We dropped the habit of recent years of spending New Year’s Eve in Edinburgh. Instead we travelled south to celebrate with A, C, N and S.
S told us that we would be having “something called boeuf bourguignon” for dinner. She kindly started to explain to me what this was until I interrupted and reminded her that I had a degree in French.
Later in the evening one of S and N’s babies, who I discovered lying on his back in his cot, raised his little fists, struck out at my chest, and pushed me upwards. Such was the force that I was sent flying towards the ceiling, where I then got stuck. TPR had to stand on his toes to reach up and pull me back down to the floor again.
By the time that I came back down everyone’s hair had reverted to the colour of their youth.
How not to peer review conference submissions (Rousse)
AM reminded me why she would have very little time to herself next academic year: she was organising a conference in Leipzig.
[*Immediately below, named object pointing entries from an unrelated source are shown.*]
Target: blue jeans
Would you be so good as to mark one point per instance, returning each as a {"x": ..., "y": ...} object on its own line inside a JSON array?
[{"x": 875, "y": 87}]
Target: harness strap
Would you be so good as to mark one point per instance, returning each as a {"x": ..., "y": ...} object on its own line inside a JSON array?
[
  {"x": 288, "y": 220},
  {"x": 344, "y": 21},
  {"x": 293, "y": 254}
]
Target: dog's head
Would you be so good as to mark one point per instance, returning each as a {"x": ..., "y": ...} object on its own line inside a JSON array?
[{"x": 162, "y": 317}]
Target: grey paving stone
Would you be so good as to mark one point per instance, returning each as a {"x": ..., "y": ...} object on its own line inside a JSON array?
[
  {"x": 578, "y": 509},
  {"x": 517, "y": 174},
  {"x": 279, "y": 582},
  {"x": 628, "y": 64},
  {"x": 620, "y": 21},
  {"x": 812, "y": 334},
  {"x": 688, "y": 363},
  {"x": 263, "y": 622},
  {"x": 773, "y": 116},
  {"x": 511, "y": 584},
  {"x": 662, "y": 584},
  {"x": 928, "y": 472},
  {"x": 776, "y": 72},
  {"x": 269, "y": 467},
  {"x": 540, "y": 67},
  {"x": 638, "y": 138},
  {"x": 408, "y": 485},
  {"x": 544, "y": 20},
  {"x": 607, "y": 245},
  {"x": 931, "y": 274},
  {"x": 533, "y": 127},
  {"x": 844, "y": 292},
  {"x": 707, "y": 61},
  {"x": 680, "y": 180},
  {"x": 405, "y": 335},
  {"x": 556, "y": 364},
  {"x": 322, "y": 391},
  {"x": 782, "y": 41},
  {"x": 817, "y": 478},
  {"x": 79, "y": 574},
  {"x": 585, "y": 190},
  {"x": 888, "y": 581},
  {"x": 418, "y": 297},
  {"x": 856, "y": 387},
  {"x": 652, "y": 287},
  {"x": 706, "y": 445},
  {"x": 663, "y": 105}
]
Apart from the idiotic behaviour of one of her colleagues, who refereed conference submissions by lining up yellow witch’s hat bollards along the roadside and pinning to them notes of caustic comments hand-written in red crayon, all was going well.
At first I thought this lunatic was one of my colleagues because both men shared the same name. However, I soon found out that the man in question was not the small-framed engineer of my acquaintance, but someone else completely.